Best. Prom. Night. Ever.

But we’re not done just yet. In 2020 Charlie corners Constantine, finding out what this house means to him and why he’s back. He folds, sharing he used to live there with the Newcastle crew and he’s back because there’s a portal to a witch he needs to talk to. The catch, because there’s always a catch, is the witch is Astra’s dead mother. Charlies says she’d take any chance to solve the problems from her past. Constantine finds the resolve to open the doorway and step through.

Review

It’s episodes like this that got Legends on our best of the year and best of the decade lists. They could throw around all the giant Beebo’s, dragons and evil nipples they wanted, but at the end of the day, that alone would make this show hallow. Just a pretty package, albeit extravagantly and insanely so. Beebo worked because it was the truest form of love and light and bunch misfits could think up under pressure. Dragons worked because the Legends needed people in fantasy. ‘Slay Anything’ works because Legends doesn’t just carelessly borrow those 80’s tropes for an episode. It makes them mean something. Freddy’s cheesy teen romance ending wasn’t about him winning the girl’s heart and defeating bullies. It was about him finding himself. The confidence to be himself. The confidence to grow and experience life in a way his mother never let him before.

The twist of who the killer was something I didn’t see coming, but looking back it makes perfect sense. Everything was laid out so precisely that once the reveal happened, part of the surprise was how inevitable it felt now that we had all the pieces. The scenes with Freddy and his mother felt at first like Norma with Norman Bates. But it was Pamela Voorhees with Jason. Freddy’s wishes weren’t from a kid before he broke. They were just the earnest wants of a kid who wanted to be liked.

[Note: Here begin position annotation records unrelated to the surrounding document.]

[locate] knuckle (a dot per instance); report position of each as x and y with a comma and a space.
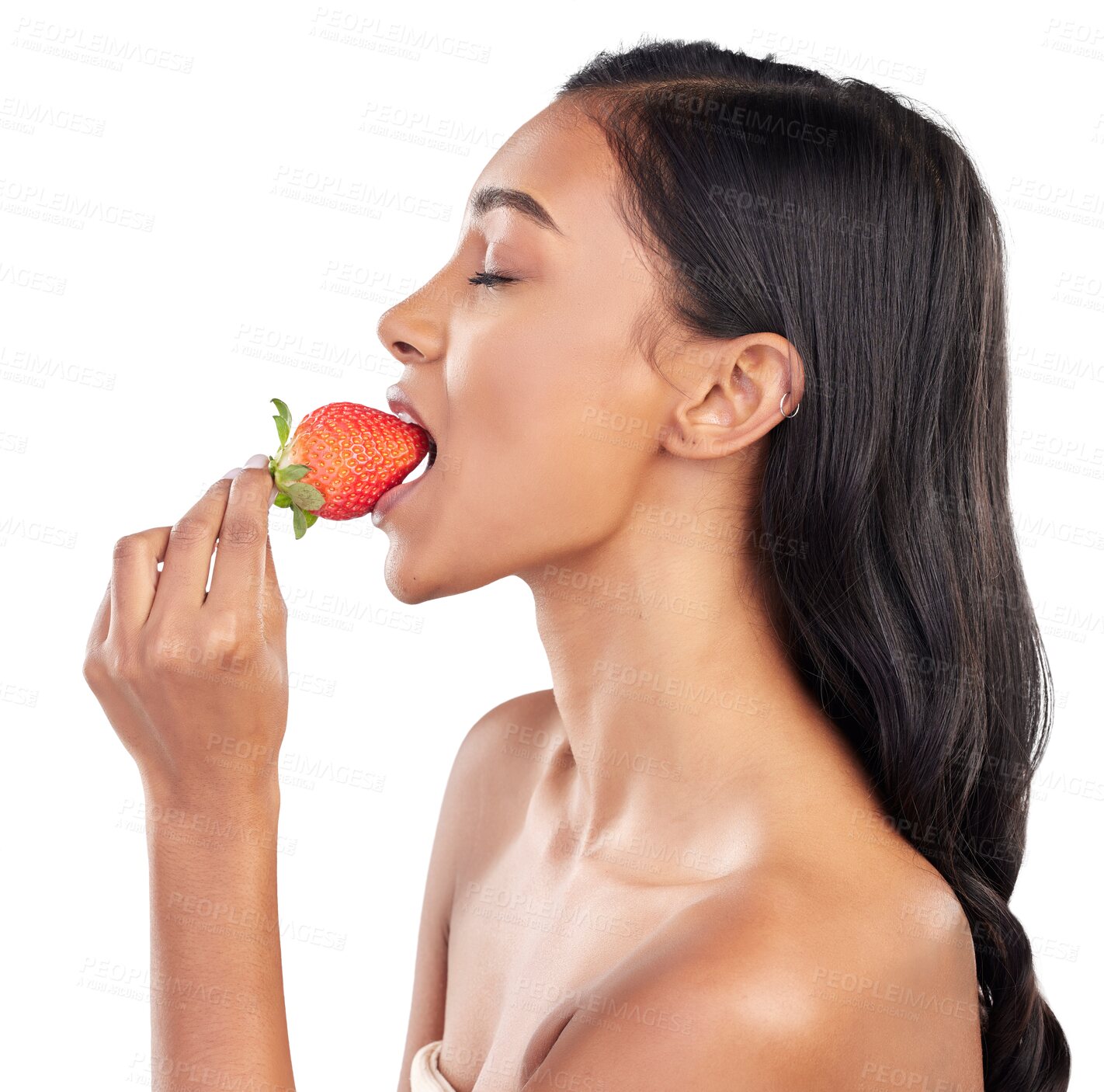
241, 530
190, 529
127, 547
227, 631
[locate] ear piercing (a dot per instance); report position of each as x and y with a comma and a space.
782, 408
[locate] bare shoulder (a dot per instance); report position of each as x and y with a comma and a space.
504, 735
492, 777
475, 788
793, 979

The twist worked to defy another trope, one that had been simmering with worry at the back of mind. Freddy could have, all too easily, become just another example of the media excusing hyper-violent acts with a sympathy earning backstory, like any amount of bullying could equate to taking someone’s life. But that wasn’t the case here. Nor did they try to redeem Kathy after her reveal. Her son’s words about knowing who he is didn’t spark a change of heart. They knowledged she needed help, not the kind of help one uplifting speech could give.

But, since we’re on the topic of uplifting speeches, did Nora ever give her share of them this episode. This was a great first episode of the season for the character. She was at her best here, with Freddy as a mirror of the kid she was once was. Her words coming from any other Legend wouldn’t have had half the weight.

Only Legends Could

  • Ray and Nora continue to be goals.
  • Zari’s frenemies with Blue Ivy??? Maybe.
  • Ava’s true crime fascination rises again! Her recording her monologue while searching the school for the killer was amazing.
  • Does Charlie walking out in a robe with two people of seemingly different genders count as pansexual Charlie confirmed? I’m going to say pansexual Charlie confirmed.
  • Mick’s got a crush and I’m here for it.
  • “Technically, you’ve died more than three times so just give me this one babe,”
  • They really gave us a killer named after Freddy Kruger and Mike Meyers, added in a dash of Norman Bates misdirect then pulled the Friday the 13th twist.
  • No magic of the fluid ingesting kind this time for John. Just some plain ole palm cutting.